Unlearning Sustainability: A Broader Look at Film Production
What does it truly mean to be sustainable in cinema? In this conversation, we will go beyond labels and certifications to challenge common assumptions about sustainable film production. Together with Spanish sustainable film festival director Marta Garcia Larriu, an international leading figure in green film, and Portuguese producer Bruno Moraes Cabral, from Wonder Maria Films, who recently obtained the Green Film certificate, we will explore the broader dimensions of sustainability—environmental, social, and cultural—and open the floor to your questions. This is not about easy answers, but about rethinking how stories are made and the impact they leave behind.
Open to all accredited festival participants.
Speakers: Marta García Larriu and Bruno Moraes Cabral
Marta García Larriu is the founder of Another Way, an association that promotes new perspectives and narratives for a sustainable future. Through it, she informs, educates, and raises awareness about the climate crisis and other challenges aligned with the Sustainable Development Goals. She leads the Another Way Film Festival on sustainable progress, alongside film cycles, training in green audiovisual production, and narrative-shifting projects. An economist by training, Marta has over fifteen years of experience as an independent producer (“Madre”, Goya winner, Oscar nominee), working with directors like Costa-Gavras and Gilles Paquet-Brenner. She has lived in NY, Buenos Aires, and Panama, and writes and speaks on cinema and sustainability.

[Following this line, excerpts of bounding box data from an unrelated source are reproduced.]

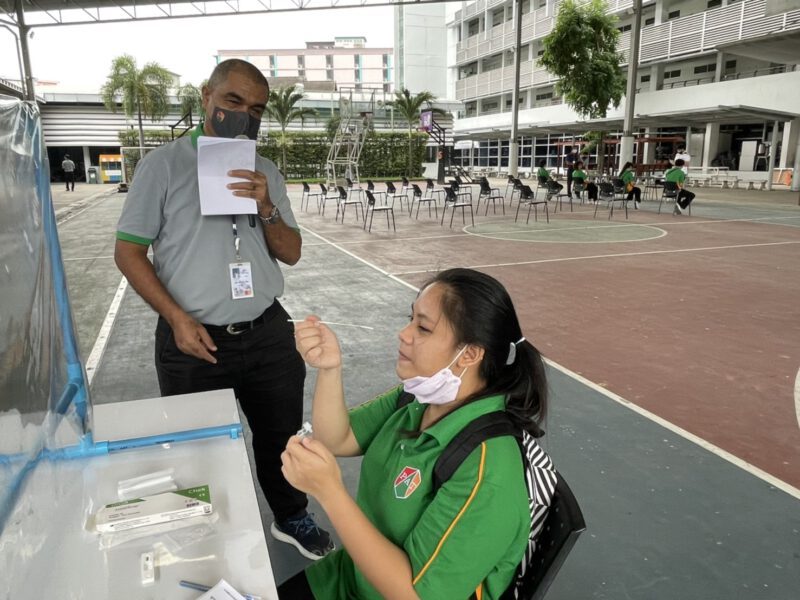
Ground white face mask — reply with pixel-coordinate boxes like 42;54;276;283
403;346;467;404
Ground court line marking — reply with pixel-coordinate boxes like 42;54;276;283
794;369;800;434
300;213;800;246
86;277;128;387
394;240;800;275
301;226;800;500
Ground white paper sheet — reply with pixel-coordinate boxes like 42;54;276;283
197;136;258;215
197;579;245;600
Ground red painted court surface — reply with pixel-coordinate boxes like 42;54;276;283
293;188;800;488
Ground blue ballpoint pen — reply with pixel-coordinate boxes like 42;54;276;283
178;579;261;600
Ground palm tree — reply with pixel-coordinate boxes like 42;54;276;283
100;54;173;146
178;81;207;123
267;84;317;177
386;89;446;177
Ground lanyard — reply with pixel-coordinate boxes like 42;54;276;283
231;215;242;260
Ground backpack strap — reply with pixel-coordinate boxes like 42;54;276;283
395;390;414;410
433;411;522;493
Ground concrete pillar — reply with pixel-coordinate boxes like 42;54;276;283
655;0;669;25
778;118;800;169
650;64;664;92
83;146;92;182
696;123;719;167
714;52;725;83
642;127;656;164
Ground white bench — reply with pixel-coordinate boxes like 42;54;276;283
733;179;767;191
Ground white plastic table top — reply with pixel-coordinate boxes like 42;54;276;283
0;390;277;600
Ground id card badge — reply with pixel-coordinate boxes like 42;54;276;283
228;262;253;300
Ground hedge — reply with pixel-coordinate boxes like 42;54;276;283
119;130;428;180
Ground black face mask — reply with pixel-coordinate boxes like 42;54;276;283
209;107;261;140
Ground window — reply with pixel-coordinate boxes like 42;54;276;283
694;63;717;75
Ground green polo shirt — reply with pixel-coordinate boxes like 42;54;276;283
664;167;686;187
306;388;530;600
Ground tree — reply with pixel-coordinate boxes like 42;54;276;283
100;54;173;146
540;0;625;172
386;89;446;177
267;84;317;177
178;81;206;123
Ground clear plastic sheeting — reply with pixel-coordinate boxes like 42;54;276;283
0;96;91;528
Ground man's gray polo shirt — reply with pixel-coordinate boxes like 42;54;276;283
117;135;298;325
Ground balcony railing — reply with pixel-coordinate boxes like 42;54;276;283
456;0;800;100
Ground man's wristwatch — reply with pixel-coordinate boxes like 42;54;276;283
258;206;281;225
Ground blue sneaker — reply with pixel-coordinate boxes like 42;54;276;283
269;513;335;560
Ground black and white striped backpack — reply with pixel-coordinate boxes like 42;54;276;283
397;392;558;600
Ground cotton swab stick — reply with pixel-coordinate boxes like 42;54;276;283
287;319;375;331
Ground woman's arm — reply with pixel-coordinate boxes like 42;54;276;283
281;436;418;600
294;316;361;456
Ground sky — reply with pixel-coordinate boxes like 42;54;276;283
0;6;394;93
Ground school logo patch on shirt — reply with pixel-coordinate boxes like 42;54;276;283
394;467;422;500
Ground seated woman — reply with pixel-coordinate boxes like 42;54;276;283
572;160;597;202
278;269;555;600
619;162;642;210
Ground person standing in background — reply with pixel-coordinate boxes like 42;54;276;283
61;154;75;192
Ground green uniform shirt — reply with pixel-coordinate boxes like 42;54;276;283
306;388;530;600
664;167;686;186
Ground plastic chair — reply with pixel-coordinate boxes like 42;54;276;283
476;177;506;216
592;179;628;221
514;185;550;225
386;181;411;214
441;184;475;227
658;181;692;216
364;190;397;233
519;473;586;600
317;183;341;217
410;183;439;219
300;181;322;211
334;185;367;223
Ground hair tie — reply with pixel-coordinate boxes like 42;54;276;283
506;337;525;365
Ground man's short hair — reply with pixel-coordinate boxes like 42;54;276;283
207;58;269;92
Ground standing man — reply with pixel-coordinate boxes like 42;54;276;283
664;158;694;215
673;148;692;175
61;154;75;192
564;148;578;196
115;59;333;560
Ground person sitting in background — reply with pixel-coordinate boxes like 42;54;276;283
536;159;564;193
278;269;556;600
664;158;695;215
572;160;597;202
619;161;642;210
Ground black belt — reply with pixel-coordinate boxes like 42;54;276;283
203;300;280;335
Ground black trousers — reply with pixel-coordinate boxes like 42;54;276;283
675;189;694;208
155;300;308;521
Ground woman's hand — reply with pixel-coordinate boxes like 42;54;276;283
294;315;342;369
281;435;344;503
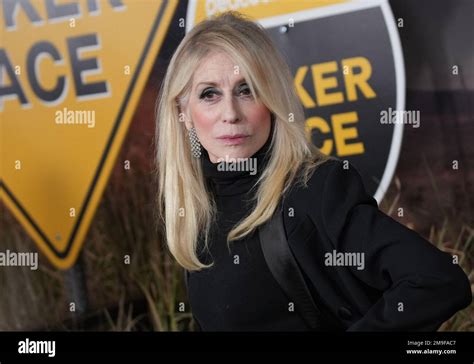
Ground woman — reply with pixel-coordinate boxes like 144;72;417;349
156;12;472;331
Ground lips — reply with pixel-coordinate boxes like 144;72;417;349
217;134;248;139
217;134;249;145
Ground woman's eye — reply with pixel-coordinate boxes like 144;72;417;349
239;84;252;96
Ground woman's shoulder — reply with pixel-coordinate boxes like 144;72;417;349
285;157;377;219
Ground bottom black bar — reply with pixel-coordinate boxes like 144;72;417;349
0;332;474;364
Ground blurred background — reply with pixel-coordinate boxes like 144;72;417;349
0;0;474;331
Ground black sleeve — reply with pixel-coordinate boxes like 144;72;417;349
314;161;472;331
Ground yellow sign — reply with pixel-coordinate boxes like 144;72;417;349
0;0;177;269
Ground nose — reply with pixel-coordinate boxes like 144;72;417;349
222;95;241;123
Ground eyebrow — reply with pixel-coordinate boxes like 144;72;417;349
196;78;247;89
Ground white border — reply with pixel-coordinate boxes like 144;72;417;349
186;0;405;203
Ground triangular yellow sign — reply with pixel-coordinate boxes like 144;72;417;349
0;0;177;269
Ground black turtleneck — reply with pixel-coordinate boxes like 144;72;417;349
188;134;307;331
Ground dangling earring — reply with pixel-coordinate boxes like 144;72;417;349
188;126;201;158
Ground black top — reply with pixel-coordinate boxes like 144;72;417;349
188;138;308;331
188;135;472;331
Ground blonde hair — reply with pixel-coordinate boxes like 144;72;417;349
156;12;328;270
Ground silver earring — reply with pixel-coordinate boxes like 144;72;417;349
188;126;201;158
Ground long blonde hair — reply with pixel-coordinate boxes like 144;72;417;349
156;12;327;270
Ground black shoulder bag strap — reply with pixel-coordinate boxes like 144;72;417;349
258;208;322;330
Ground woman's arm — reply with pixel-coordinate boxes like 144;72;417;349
314;161;472;331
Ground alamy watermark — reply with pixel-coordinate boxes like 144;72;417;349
18;338;56;358
380;107;420;128
324;250;365;270
0;249;38;270
217;155;257;176
54;107;95;128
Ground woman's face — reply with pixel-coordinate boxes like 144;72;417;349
183;53;271;163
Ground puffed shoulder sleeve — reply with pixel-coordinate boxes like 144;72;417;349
320;160;472;331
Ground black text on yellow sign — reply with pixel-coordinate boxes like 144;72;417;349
0;0;132;110
0;0;178;269
294;56;377;157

Bruno Moraes Cabral founded Garden Films in 2011, where he produced and directed educational, institutional, and documentary films. Among others, he produced the award-winning documentary “Praxis”, historical series for RTP, and Claudio Carbone's “Hasta que Muera el Sol”, which screened at more than 40 international festivals. In 2020, he founded Wonder Maria Filmes with Andréia Nunes, Fernanda Polacow, and João Nuno Pinto, where he also develops fiction projects, with a special focus on Brazil and Africa. He produced “Big Bang Henda”, by Fernanda Polacow, “As Fado Bicha” by Justine Lemahieu, the “Porta Premium” series by Tota Alves for RTP, among others. João Nuno Pinto's feature film “18 Buracos Para o Paraíso” (18 Holes to Paradise) is the first Portuguese project to be certified Green Film, premiering this year in Thessaloniki and Mar del Plata.